Anyway, I tested a bunch of these over three camping seasons, and the weird truth is that the best tool depends entirely on what you’re opening and how much you care about your fingernails. The P-38 excels with smaller cans, the kind that hold tuna or tomato paste, but makes you work for anything bigger than about four inches in diameter. The Swing-A-Way handles large cans but takes up more pack space than I want to give it. The EZ-DUZ-IT stays in my car camping bin because it’s too heavy for backpacking but too useful to leave behind entirely. I used to carry a Swiss Army knife with a can opener attachment, and I still have a scar on my left index finger from where it slipped during an incident I don’t like to recieve questions about. The blade on those things is sharp enough to puncture the can but positioned at such an awkward angle that you’re basically fighting physics the entire time, and physics usually wins. Here’s what nobody tells you: the best camping can opener is the one you’ve practiced with at home, in your kitchen, while you’re not exhausted and altitude-sick and wondering why you thought canned food was a good idea in the first place. Muscle memory matters more than gear reviews, though I realize that’s not helpful if you’re reading this to figure out what to buy.

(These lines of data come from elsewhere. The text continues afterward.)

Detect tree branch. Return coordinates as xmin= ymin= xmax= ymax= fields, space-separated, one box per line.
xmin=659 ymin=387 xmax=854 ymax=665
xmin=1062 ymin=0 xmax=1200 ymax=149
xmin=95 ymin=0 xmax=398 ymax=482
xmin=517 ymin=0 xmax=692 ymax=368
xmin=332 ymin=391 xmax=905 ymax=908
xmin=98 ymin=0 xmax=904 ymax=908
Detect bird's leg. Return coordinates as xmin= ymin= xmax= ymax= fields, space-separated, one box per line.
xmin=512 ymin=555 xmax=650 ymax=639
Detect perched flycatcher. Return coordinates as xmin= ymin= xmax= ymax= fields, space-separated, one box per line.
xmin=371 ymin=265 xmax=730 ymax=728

The Uncomfortable Truth About Camping Kitchen Tools That Nobody Mentions in Glossy Gear Reviews
Sporks are a lie. I’m sorry, I know that’s harsh, but they don’t work as spoons and they work even worse as forks, and the only reason they’re popular is because they’re lightweight and we’ve collectively agreed to tolerate mediocrity in the name of saving half an ounce. I’ve made peace with this. I carry one anyway, because the alternative is bringing separate utensils like some kind of person who has their life together, which I am not. Titanium sporks cost $15 and last forever, which means you get to be disappointed by the same tool for decades. The plastic ones break, usually while you’re trying to scoop peanut butter that’s gone solid in the cold, and then you’re eating with a sharp broken handle and wondering about your life choices. Some people bring actual silverware from home, which works great until you accidentally leave a spoon at a campsite and spend the next week feeling guilty about littering even though it was an accident.
Cutting boards are another thing—do you bring one or just use a flat rock like your ancestors did? I’ve tried both. The rock method works okay for slicing summer sausage but feels wrong for anything that might absorb dirt, and also you have to find a flat rock, which is harder than you’d think. Those flexible plastic cutting mats weigh nothing and roll up small, but they slide around on uneven surfaces and I’ve lost count of how many tomatoes I’ve launched into the forest. Honestly, I mostly just cut things in my hand now, hovering the blade over the pot, which is probably how people end up in emergency rooms with stories that start with “so I was camping and…”
The truth is, camping kitchen tools exist in this weird space between minimalism and functionality, and everyone draws that line differently depending on how much they care about actually enjoying their food versus just consuming calories efficiently. I’m somewhere in the middle, which means I’m probably doing it wrong by everyone’s standards except my own.